The “Joy of the Lord” is mentioned throughout the Psalms, the Gospels, and many of Apostle Paul’s writings.
But the English word ‘joy’ may not be the best translation of the Scriptural meaning, which has left many Christians disheartened when they’re experiencing emotions other than happiness.
It’s not the happiness of the Lord that is promised during our time on this Earth, but the “joy” of the Lord. So what does the “Joy of the Lord” really mean?
Joy, in the Biblical sense of the word, refers more to an understanding and anticipation of goodness and greatness than an easy life of only happiness and devoid of sadness.
While joy and happiness seem to be synonymous words, they are a square/rectangle situation.
Just like all squares are rectangles, but not all rectangles are squares—so happiness fits within the constraints of joy, but joy is not held within the box of happiness.
In examining this, an excellent place to look is at the Apostle Paul.
In Paul’s writings he states that joy is one of the Fruits of the Spirit, meaning it is something we know to be uniquely from God.
Not only is this mentioned in his writings, but we can see this within Paul’s life.
Paul, following his conversion, did not live an easy life. He was imprisoned, shipwrecked, beaten nearly to death, mocked, and marked for murder.
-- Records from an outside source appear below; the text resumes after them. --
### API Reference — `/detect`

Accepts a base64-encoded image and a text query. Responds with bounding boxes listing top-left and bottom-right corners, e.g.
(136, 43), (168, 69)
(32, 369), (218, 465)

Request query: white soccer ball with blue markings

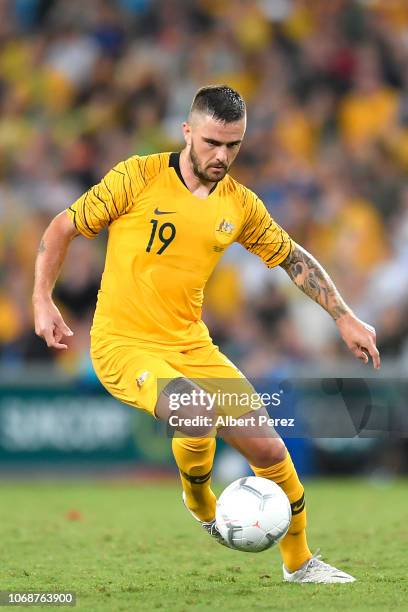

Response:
(216, 476), (292, 552)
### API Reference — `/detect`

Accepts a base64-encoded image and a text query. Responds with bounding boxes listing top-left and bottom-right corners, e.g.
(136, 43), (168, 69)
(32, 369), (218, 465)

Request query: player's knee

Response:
(156, 378), (214, 438)
(249, 438), (287, 468)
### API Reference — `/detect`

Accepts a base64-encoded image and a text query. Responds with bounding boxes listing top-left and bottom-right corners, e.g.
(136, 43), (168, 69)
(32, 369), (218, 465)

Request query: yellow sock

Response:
(251, 453), (312, 572)
(172, 437), (216, 521)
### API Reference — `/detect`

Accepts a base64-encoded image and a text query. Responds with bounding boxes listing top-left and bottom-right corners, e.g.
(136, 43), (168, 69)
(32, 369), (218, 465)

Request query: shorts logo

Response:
(136, 372), (149, 389)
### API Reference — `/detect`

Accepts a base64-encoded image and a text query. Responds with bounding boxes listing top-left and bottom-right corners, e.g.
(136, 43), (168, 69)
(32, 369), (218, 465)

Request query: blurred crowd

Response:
(0, 0), (408, 376)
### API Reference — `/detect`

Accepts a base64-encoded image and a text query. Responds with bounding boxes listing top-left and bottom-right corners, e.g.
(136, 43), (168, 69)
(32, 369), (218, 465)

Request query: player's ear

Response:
(182, 121), (191, 145)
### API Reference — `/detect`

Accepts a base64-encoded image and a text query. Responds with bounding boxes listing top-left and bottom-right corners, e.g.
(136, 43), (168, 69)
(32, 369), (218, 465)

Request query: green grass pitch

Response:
(0, 480), (408, 612)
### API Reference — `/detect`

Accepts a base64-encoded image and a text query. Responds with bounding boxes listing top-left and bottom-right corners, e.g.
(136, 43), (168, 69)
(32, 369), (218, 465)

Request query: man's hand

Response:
(336, 313), (381, 370)
(33, 299), (74, 349)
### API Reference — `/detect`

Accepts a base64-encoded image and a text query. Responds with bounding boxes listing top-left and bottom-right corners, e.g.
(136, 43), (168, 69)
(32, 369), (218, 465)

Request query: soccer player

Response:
(33, 86), (380, 583)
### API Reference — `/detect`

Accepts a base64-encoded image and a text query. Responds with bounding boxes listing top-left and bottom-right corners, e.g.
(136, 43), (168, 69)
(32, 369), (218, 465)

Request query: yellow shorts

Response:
(91, 341), (261, 418)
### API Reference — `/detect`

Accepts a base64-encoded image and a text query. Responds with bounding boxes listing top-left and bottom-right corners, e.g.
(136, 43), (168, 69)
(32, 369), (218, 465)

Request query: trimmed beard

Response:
(190, 143), (228, 183)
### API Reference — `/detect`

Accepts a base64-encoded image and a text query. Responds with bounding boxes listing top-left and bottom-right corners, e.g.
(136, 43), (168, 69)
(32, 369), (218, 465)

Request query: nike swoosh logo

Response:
(154, 208), (176, 215)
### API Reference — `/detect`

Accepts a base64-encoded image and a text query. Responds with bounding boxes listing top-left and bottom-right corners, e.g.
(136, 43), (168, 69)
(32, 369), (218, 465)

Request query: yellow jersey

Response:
(67, 153), (292, 351)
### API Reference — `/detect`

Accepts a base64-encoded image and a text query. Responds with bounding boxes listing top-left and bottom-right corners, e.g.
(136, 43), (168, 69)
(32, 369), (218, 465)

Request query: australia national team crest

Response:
(214, 217), (235, 252)
(214, 217), (236, 253)
(217, 219), (235, 236)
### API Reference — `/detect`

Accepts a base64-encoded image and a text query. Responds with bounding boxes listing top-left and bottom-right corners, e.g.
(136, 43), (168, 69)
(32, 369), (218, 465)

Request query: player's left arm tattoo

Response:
(280, 243), (351, 321)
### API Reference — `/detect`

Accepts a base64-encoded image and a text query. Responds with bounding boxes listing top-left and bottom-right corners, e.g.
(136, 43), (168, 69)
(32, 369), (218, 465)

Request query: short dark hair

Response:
(190, 85), (246, 123)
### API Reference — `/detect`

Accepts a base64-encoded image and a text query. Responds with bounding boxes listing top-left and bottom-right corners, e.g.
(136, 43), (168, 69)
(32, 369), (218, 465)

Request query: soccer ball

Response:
(215, 476), (292, 552)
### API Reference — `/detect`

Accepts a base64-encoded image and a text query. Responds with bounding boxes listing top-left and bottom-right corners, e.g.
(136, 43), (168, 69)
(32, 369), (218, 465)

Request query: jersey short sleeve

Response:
(237, 187), (293, 268)
(67, 154), (168, 238)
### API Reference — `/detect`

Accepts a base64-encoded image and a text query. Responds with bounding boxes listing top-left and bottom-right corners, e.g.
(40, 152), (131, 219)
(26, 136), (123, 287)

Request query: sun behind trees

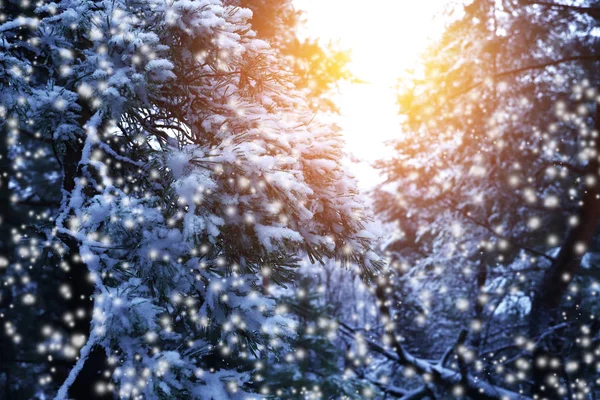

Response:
(375, 0), (600, 399)
(0, 0), (600, 400)
(0, 0), (381, 399)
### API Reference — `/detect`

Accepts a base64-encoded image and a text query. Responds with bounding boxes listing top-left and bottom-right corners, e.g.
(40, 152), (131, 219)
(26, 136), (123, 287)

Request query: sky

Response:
(295, 0), (448, 188)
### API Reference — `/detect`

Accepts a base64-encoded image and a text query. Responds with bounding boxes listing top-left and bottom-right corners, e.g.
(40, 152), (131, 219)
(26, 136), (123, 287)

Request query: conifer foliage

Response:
(0, 0), (379, 399)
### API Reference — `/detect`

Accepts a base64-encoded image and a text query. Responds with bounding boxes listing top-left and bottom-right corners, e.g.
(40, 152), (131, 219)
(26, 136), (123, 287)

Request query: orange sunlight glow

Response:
(295, 0), (449, 188)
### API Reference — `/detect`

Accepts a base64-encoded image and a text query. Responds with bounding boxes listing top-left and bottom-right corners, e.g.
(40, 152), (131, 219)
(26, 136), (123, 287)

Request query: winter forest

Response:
(0, 0), (600, 400)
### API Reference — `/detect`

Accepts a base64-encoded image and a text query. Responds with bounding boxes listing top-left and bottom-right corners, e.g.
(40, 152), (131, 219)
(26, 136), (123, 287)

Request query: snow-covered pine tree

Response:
(0, 0), (379, 399)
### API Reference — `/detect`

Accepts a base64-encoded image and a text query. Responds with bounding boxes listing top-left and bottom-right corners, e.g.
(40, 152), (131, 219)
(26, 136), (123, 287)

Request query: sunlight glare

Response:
(295, 0), (448, 188)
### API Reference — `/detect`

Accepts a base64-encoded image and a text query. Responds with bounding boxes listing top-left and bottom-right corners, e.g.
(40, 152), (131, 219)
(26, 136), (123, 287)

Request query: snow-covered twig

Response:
(54, 329), (98, 400)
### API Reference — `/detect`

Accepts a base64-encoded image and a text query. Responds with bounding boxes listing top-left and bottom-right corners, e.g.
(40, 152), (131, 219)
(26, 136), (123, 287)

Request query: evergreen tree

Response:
(376, 0), (599, 398)
(0, 0), (380, 399)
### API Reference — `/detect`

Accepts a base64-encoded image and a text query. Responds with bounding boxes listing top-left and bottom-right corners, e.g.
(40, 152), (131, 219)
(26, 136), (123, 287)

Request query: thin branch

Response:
(54, 329), (98, 400)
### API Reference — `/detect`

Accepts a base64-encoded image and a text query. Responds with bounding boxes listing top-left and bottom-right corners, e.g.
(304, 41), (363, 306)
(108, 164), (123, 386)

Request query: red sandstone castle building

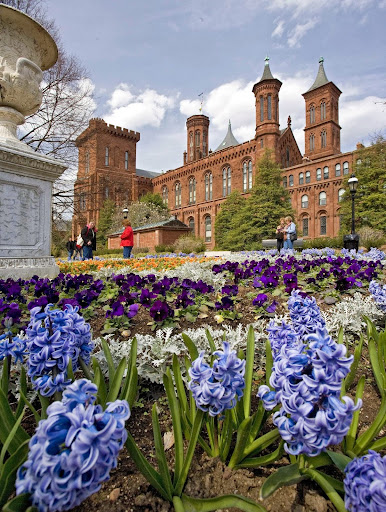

Yet, through it all, Paul had joy.
Paul had joy in knowing that what he was doing was from and with God, that greater things were happening than that of the world and he was going through them with his Maker.
Through it all, Paul was not always spritely and in ease, but he had the joy of the Lord.
The reality is even sadness can be a part of joy.
There is a beautiful truth within our suffering and sadness as servants of the almighty God.
Unlike those who do not know Christ, when we suffer, we get to go through it with Him.
This, yet again, is an exemplification of the joy of the Lord.
There is joy in our tears, because we are weeping with the One who became a man and wept.
We are suffering with the One who became a man and suffered.
We have been raised up with Him, and get to experience life with Him.
Examine David throughout Samuel and Psalms. David writes psalms of joy while being hunted by his enemies. He weeps and breaks down while still writing of joy.
Amidst all of his suffering and all of the difficulties, he is accompanied by his God.
That is joy.
David knew, anticipated, and understood God’s greatness and goodness amidst the dark times.
Joy is the beauty of experiencing life, all of it, the highs and the lows, with the One who created us.
Another place we can look in scripture at the unique nature of joy is the story of Job.
Job was under heavy fire from the enemy throughout much of his life. He lost nearly everything. And he suffered.
And yet he had joy.
Why did Job have joy even amidst such horrible suffering? Because not only did he know the reason behind it, but he went through it with his God!
This can be seen in countless other places throughout the scripture. It can be found in Jonah worshipping in the belly of a whale, in Jeremiah in Lamentations, in the apostles throughout Acts, in Isaiah – arguably in every book of the Bible.
So how do we translate this for our own lives?
It is okay to fall apart.
When we as Christians are faced with sadness, anger, and difficulty, it’s okay to fight for happiness, especially knowing that it will come.
When we suffer, we get to go through it with our God at our side, with Christ who has experienced it all.
As we suffer, we get the comfort of knowing that happiness lays ahead of us, and presently in us, within Christ.
This is why we can shout for joy in worship while we struggle, this is why our tears can bode the promise of happiness.
The joy of the Lord is the reality of having the Spirit within us and the awareness of the greatness and love of our God.
Suffering is temporary, but our God is forever, and His joys are new every morning.
So pray for a proper understand of the “Joy of the Lord” both for your life and the lives of our fellow Christians—that we would not be discouraged by sadness or challenges, but that even in the face of these things, we would still have joy.